Fans of Hickman’s “Fantastic Four” and “FF” run still have seven months of stories left to enjoy before the acclaimed writer says farewell in October. “I think I’ve told all the stories I wanted to tell. It just feels like the right time to go,” Hickman said. “I certainly would not have minded staying on the book. I’ve grown to love the characters and I could have jumped right back in and done the ‘Parliament of Doom’ story for a year or so. But we’re doing ‘AvX,’ and there’s a lot of cool stuff that’s going to happen as a result of that. So editorial, management and myself all thought it would be a good idea for me to wrap things up.”
Hickman still has plenty of stories left to tell with the first family of the Marvel Universe so he hasn’t had much time to look back on his run on “FF” and “Fantastic Four.” When he is able to reflect on things, though, he’s filled with a sense of pride and accomplishment.

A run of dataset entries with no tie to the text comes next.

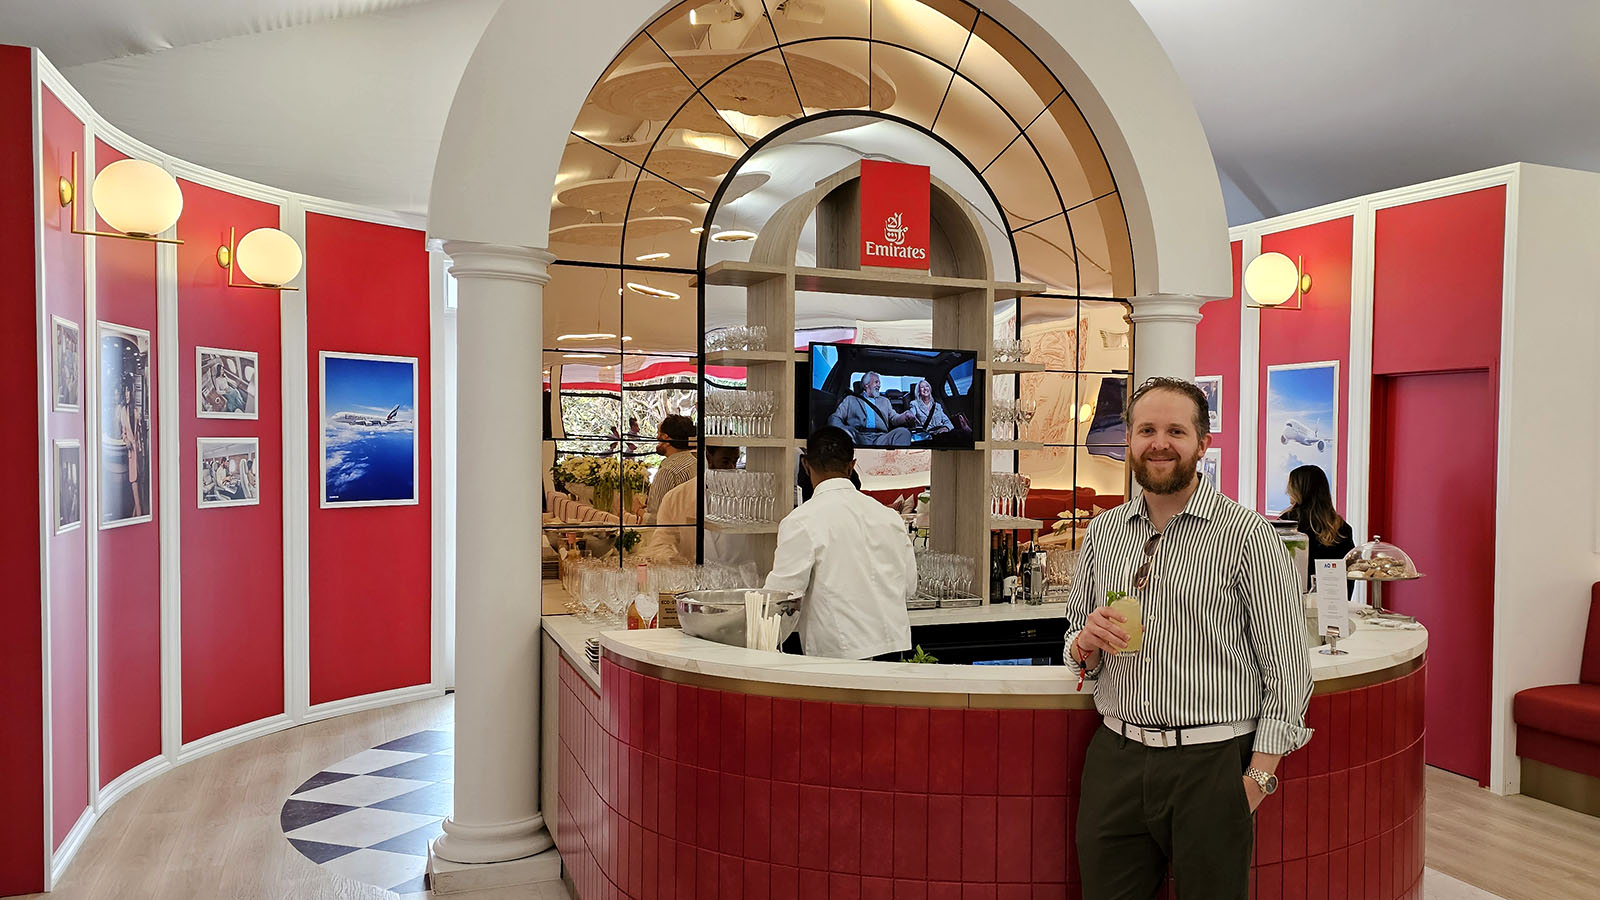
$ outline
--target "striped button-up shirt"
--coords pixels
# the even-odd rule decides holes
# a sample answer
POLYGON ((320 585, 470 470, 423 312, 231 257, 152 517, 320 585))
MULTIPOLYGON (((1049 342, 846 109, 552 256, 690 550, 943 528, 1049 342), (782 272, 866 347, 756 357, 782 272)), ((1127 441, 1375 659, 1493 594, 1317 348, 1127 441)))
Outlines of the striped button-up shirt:
MULTIPOLYGON (((1142 496, 1089 524, 1067 599, 1069 653, 1107 591, 1133 592, 1154 533, 1142 496)), ((1139 600, 1143 649, 1101 654, 1102 715, 1159 728, 1256 722, 1260 753, 1311 739, 1305 614, 1293 563, 1266 519, 1199 479, 1156 542, 1139 600)))
POLYGON ((661 501, 667 497, 667 491, 695 477, 699 471, 693 450, 683 450, 674 453, 661 461, 661 466, 656 469, 656 477, 650 482, 650 496, 644 507, 644 521, 646 525, 656 524, 656 518, 661 513, 661 501))

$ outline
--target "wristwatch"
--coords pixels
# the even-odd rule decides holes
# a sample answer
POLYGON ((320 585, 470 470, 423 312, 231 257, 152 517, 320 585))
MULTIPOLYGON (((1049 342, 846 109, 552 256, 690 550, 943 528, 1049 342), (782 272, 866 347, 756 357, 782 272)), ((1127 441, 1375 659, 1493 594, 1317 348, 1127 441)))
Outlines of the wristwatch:
POLYGON ((1271 794, 1278 789, 1278 776, 1272 774, 1271 772, 1263 772, 1260 769, 1249 768, 1244 770, 1244 777, 1254 781, 1256 786, 1261 788, 1262 794, 1271 794))

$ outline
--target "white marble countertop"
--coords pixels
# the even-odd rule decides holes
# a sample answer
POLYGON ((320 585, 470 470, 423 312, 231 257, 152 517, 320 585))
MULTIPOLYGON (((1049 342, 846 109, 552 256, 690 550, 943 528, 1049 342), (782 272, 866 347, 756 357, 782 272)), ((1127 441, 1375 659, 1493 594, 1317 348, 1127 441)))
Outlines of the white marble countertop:
MULTIPOLYGON (((548 626, 547 626, 548 627, 548 626)), ((714 678, 854 691, 938 694, 1058 695, 1090 693, 1059 666, 914 665, 824 659, 745 650, 690 637, 677 629, 607 631, 600 636, 609 654, 663 669, 714 678)), ((1425 630, 1368 628, 1340 642, 1346 656, 1308 650, 1316 681, 1364 675, 1415 659, 1427 649, 1425 630)), ((582 658, 582 641, 578 641, 582 658)))
MULTIPOLYGON (((1026 621, 1059 618, 1066 606, 1002 603, 968 609, 914 610, 913 625, 949 625, 968 622, 1026 621)), ((545 616, 544 629, 561 652, 596 691, 600 676, 588 663, 584 641, 600 637, 604 649, 664 669, 744 681, 767 681, 802 687, 846 690, 902 691, 940 694, 1055 695, 1090 693, 1076 690, 1076 679, 1056 666, 914 665, 763 653, 728 647, 690 637, 677 629, 651 631, 606 630, 607 626, 582 622, 575 616, 545 616)), ((1340 641, 1343 656, 1327 656, 1311 648, 1311 675, 1316 681, 1364 675, 1408 662, 1427 649, 1425 629, 1378 628, 1361 622, 1359 630, 1340 641)))
MULTIPOLYGON (((545 616, 541 623, 545 634, 556 642, 561 652, 589 682, 589 686, 600 691, 600 673, 589 665, 589 658, 583 653, 583 642, 592 637, 599 637, 600 632, 606 628, 593 622, 583 622, 577 616, 545 616)), ((626 632, 624 632, 626 634, 626 632)))
POLYGON ((1026 622, 1029 619, 1059 619, 1067 614, 1065 603, 994 603, 966 609, 913 609, 912 625, 965 625, 968 622, 1026 622))

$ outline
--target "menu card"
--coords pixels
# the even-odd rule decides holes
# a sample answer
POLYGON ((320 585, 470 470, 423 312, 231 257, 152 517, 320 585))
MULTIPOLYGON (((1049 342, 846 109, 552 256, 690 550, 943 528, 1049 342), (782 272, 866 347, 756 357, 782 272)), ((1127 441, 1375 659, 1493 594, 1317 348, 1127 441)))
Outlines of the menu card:
POLYGON ((1350 636, 1350 599, 1345 588, 1344 560, 1319 559, 1317 564, 1317 632, 1350 636))

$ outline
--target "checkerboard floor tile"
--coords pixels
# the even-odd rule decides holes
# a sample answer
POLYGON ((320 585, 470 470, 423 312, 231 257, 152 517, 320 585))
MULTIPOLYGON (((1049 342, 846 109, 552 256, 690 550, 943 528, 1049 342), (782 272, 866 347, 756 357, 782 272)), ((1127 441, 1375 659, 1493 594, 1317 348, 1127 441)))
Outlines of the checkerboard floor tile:
POLYGON ((428 843, 450 815, 455 735, 419 731, 307 778, 283 803, 289 843, 327 871, 426 896, 428 843))

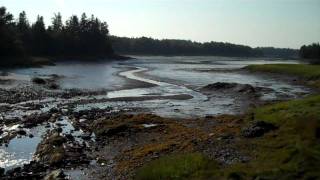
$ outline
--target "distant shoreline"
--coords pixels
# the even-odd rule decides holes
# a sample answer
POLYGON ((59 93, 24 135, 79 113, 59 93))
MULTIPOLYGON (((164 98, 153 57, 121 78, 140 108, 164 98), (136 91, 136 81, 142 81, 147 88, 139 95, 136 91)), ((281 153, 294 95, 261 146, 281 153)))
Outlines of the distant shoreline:
POLYGON ((83 62, 97 62, 97 61, 113 61, 113 60, 129 60, 133 59, 129 56, 123 55, 108 55, 108 56, 26 56, 26 57, 3 57, 0 62, 0 69, 2 68, 28 68, 28 67, 42 67, 54 66, 56 62, 65 62, 68 60, 76 60, 83 62))

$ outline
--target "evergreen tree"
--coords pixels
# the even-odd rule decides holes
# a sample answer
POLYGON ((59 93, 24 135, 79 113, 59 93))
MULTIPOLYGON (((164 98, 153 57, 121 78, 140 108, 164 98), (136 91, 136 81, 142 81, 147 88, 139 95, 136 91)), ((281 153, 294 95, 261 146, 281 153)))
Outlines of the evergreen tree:
MULTIPOLYGON (((13 16, 5 7, 0 7, 0 56, 24 56, 23 44, 15 32, 13 16)), ((2 64, 2 62, 0 62, 2 64)))
POLYGON ((34 55, 47 55, 48 53, 48 34, 46 32, 44 20, 42 16, 37 17, 37 21, 32 25, 32 53, 34 55))
POLYGON ((27 51, 30 51, 31 48, 28 45, 31 43, 31 27, 25 11, 22 11, 19 14, 16 28, 18 36, 23 42, 23 46, 27 49, 27 51))

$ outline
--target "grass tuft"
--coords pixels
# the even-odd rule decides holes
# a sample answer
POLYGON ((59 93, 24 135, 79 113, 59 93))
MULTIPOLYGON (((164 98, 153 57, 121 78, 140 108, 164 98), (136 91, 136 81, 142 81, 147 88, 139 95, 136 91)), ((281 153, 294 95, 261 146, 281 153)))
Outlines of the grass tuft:
MULTIPOLYGON (((135 179, 193 179, 208 176, 207 169, 216 169, 216 163, 199 153, 170 155, 152 161, 137 171, 135 179)), ((211 172, 210 172, 211 173, 211 172)))

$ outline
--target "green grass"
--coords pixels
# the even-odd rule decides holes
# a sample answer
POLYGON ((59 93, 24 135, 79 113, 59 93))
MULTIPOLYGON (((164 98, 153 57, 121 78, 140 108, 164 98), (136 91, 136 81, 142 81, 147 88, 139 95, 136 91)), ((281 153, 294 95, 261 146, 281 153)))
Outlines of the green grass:
POLYGON ((270 72, 293 75, 305 80, 305 84, 320 89, 320 65, 310 64, 263 64, 246 67, 252 72, 270 72))
POLYGON ((254 120, 279 128, 237 142, 235 147, 250 154, 251 161, 219 167, 200 154, 162 157, 141 168, 137 179, 320 179, 320 95, 252 112, 254 120))
POLYGON ((152 161, 137 171, 135 179, 198 179, 208 177, 207 169, 217 169, 217 164, 199 153, 170 155, 152 161))
POLYGON ((253 110, 255 120, 271 122, 278 130, 249 143, 256 159, 224 169, 245 178, 320 178, 320 95, 253 110))
POLYGON ((263 64, 249 65, 246 69, 250 71, 261 71, 271 73, 290 74, 308 80, 320 79, 320 65, 309 64, 263 64))

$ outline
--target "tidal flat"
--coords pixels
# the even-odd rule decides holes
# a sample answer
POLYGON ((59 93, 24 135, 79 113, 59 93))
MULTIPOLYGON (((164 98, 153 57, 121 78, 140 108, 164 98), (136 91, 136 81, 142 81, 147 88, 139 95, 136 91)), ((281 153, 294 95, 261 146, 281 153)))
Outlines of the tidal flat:
POLYGON ((0 177, 317 177, 308 164, 319 163, 316 79, 246 68, 283 63, 301 65, 137 56, 1 69, 0 177), (266 146, 272 150, 258 154, 266 146))

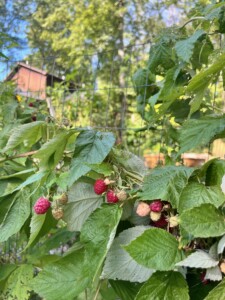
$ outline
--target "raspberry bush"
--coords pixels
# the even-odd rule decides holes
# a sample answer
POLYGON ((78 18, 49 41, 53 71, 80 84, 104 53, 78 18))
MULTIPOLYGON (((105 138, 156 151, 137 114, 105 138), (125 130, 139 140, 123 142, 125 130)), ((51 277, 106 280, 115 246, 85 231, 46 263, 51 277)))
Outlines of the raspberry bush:
POLYGON ((133 78, 153 81, 136 86, 137 104, 147 128, 166 124, 163 167, 5 95, 0 242, 25 245, 1 262, 0 299, 224 299, 225 161, 189 168, 180 157, 225 137, 210 89, 224 76, 223 16, 217 3, 162 33, 133 78))

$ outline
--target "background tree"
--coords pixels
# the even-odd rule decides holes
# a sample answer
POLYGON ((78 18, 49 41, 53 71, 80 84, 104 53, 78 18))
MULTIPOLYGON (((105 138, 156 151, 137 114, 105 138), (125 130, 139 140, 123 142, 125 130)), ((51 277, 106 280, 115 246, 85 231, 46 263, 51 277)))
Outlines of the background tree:
MULTIPOLYGON (((186 1, 37 0, 30 4, 32 14, 23 14, 21 8, 20 15, 28 22, 31 64, 75 82, 73 96, 65 96, 73 121, 140 127, 140 118, 130 122, 133 111, 128 107, 135 106, 134 93, 126 89, 132 86, 136 61, 141 64, 154 36, 171 22, 169 14, 180 23, 189 5, 186 1)), ((21 3, 16 1, 16 7, 18 11, 21 3)), ((62 98, 56 105, 61 109, 62 98)), ((118 135, 121 140, 122 130, 118 135)))

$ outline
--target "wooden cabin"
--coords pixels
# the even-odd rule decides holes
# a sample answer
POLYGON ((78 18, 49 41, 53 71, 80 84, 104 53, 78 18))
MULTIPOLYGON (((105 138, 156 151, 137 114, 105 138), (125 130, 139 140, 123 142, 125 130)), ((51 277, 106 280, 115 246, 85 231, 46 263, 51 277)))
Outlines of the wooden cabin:
POLYGON ((29 64, 19 62, 8 74, 5 81, 15 83, 15 94, 17 95, 35 100, 46 100, 46 88, 53 87, 55 83, 60 83, 63 79, 29 64))

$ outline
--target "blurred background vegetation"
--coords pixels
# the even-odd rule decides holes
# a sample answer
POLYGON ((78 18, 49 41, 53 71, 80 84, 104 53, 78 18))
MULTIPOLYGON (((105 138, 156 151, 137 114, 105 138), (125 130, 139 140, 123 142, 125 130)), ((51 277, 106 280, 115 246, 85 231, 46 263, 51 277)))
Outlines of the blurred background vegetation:
MULTIPOLYGON (((154 82, 162 77, 140 73, 151 46, 163 29, 163 35, 171 37, 169 26, 181 27, 213 2, 1 1, 0 30, 8 34, 7 40, 2 34, 2 53, 9 58, 2 58, 2 74, 18 61, 46 70, 64 79, 47 90, 59 122, 113 130, 118 144, 139 155, 163 152, 165 143, 173 149, 174 143, 166 141, 165 119, 155 124, 144 117, 145 103, 136 99, 140 91, 134 84, 149 86, 144 102, 157 92, 154 82)), ((186 27, 189 32, 192 25, 186 27)), ((218 92, 222 93, 219 86, 218 92)))

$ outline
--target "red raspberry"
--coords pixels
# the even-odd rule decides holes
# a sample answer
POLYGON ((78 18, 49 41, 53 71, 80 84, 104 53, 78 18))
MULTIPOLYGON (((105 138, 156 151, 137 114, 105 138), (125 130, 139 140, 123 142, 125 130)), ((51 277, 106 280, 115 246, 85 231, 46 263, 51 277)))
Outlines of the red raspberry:
POLYGON ((109 203, 116 203, 119 201, 118 197, 112 190, 109 190, 107 192, 106 198, 107 198, 107 202, 109 202, 109 203))
POLYGON ((166 220, 165 216, 162 216, 158 221, 153 222, 155 227, 163 228, 167 226, 168 221, 166 220))
POLYGON ((163 203, 160 200, 155 200, 149 205, 151 211, 160 212, 163 208, 163 203))
POLYGON ((30 103, 28 104, 28 106, 29 106, 29 107, 34 107, 34 103, 30 102, 30 103))
POLYGON ((31 116, 31 120, 32 120, 33 122, 35 122, 35 121, 37 121, 37 117, 36 117, 36 116, 31 116))
POLYGON ((51 206, 51 202, 48 201, 48 199, 41 197, 34 204, 34 211, 38 215, 43 215, 47 212, 50 206, 51 206))
POLYGON ((107 190, 104 179, 97 179, 94 184, 94 191, 97 195, 103 194, 107 190))

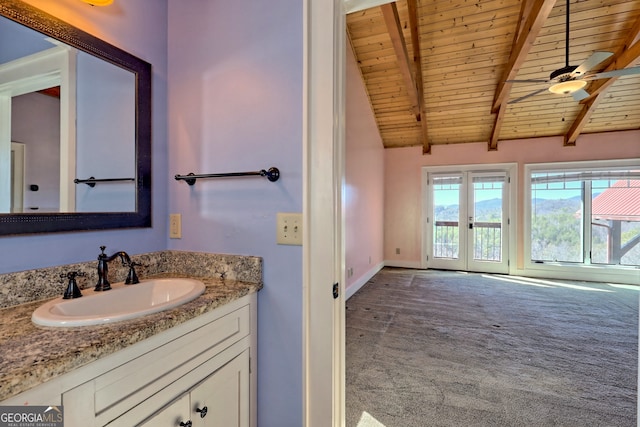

“This has been a really special gig. I still remember when (Editor) Tom Brevoort asked me to pitch the book and I turned in an outline a day or so before I got on a plane to a comic convention in Dublin. I spent a whole lot of time at that show hitting refresh and waiting to see what he sent back about my proposal. Honestly, it was a really big honor to be asked to be on the book. Looking back, I feel like myself and all the artists that worked on it really put our hearts into doing the best job we could,” the writer remarked. “I say this a lot, because I mean it; these are all very rich books with rich histories of creators of incredible pedigree having told amazing stories. So when you get a chance to write something like the Fantastic Four, I think you should attempt to write the Fantastic Four as good as you possibly can, as hard as you possibly can and with as much creativity as you can muster.
“I feel like we did that,” Hickman continued. “I think we put a lot into it and the readers got a lot out of it. And while I’m glad Marvel made some money on it, which is always awesome, I think the most important things we did was leave the franchise in better shape than when we started. Adding to that, the story mattering to a bunch of different readers, both young and old, I think I’m okay with how we’re leaving. I’m really not sure what else I could have asked for — maybe a Lamborghini or something!”